Comparing Feature Importance and Rule Extraction for Interpretability on Text Data
Gianluigi Lopardo, Damien Garreau
TL;DR
This work tackles interpretability in natural language processing by comparing two popular local explanation methods: LIME, a perturbation-based feature-importance approach, and Anchors, a rule-based technique that yields simple, high-precision explanations. The authors adapt both methods to text data under TF-IDF representations and introduce a quantitative metric, the $ell_E$-index, based on Jaccard similarity to assess how well explanations recover the most influential words.
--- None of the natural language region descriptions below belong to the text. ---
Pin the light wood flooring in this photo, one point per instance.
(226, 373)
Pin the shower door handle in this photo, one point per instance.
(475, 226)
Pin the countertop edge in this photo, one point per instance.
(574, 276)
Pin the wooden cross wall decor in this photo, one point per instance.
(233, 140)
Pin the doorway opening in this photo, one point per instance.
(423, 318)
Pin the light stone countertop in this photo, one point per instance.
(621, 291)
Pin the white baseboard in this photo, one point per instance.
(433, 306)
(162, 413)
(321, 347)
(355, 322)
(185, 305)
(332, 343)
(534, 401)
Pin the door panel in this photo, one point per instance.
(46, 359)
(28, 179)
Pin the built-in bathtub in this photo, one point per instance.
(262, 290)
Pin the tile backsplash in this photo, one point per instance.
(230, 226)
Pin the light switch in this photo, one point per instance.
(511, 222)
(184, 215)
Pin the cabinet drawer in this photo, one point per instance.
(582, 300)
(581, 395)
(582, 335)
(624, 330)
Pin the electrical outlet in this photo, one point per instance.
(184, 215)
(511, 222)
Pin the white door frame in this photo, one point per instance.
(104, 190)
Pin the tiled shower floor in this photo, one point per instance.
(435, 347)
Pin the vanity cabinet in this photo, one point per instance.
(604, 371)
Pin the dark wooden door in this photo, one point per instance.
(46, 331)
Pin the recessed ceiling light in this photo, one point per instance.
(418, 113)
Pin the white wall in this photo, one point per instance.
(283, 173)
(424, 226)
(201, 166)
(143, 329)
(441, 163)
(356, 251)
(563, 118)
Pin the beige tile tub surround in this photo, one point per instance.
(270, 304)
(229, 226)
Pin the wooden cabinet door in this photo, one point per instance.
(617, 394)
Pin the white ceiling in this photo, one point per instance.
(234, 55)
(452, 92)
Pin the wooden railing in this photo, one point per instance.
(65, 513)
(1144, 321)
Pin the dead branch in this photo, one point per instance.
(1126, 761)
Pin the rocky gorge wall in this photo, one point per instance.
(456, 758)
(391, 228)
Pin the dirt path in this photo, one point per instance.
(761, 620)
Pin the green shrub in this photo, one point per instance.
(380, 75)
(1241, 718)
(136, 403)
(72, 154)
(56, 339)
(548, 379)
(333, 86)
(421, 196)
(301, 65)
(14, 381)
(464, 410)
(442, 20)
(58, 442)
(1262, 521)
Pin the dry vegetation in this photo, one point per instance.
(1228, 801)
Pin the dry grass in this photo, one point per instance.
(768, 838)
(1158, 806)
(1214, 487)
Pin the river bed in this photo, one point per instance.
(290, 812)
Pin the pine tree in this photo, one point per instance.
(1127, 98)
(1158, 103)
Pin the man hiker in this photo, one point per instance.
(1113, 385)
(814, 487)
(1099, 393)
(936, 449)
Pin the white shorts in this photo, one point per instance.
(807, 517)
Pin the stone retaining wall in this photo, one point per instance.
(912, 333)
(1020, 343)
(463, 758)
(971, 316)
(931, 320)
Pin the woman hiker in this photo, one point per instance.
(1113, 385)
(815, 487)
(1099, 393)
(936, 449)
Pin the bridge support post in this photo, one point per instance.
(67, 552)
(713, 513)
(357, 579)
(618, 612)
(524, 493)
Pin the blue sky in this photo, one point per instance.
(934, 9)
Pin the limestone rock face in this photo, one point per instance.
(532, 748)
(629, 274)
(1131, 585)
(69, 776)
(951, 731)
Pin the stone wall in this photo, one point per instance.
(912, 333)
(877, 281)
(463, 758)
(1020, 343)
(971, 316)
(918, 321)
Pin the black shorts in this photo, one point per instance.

Through qualitative and quantitative experiments on sentiment classification with simple models (e.g., small decision trees and sparse logistic models), they show that LIME and Anchors can produce substantially different explanations, with LIME generally better at capturing multiple informative words and Anchors often relying on single-word anchors influenced by word multiplicities. The study highlights the method-dependent nature of explanations, provides a concrete evaluation tool for cross-method comparison, and suggests practical guidance for selecting explainers in text applications.
Abstract
Complex machine learning algorithms are used more and more often in critical tasks involving text data, leading to the development of interpretability methods. Among local methods, two families have emerged: those computing importance scores for each feature and those extracting simple logical rules. In this paper we show that using different methods can lead to unexpectedly different explanations, even when applied to simple models for which we would expect qualitative coincidence. To quantify this effect, we propose a new approach to compare explanations produced by different methods.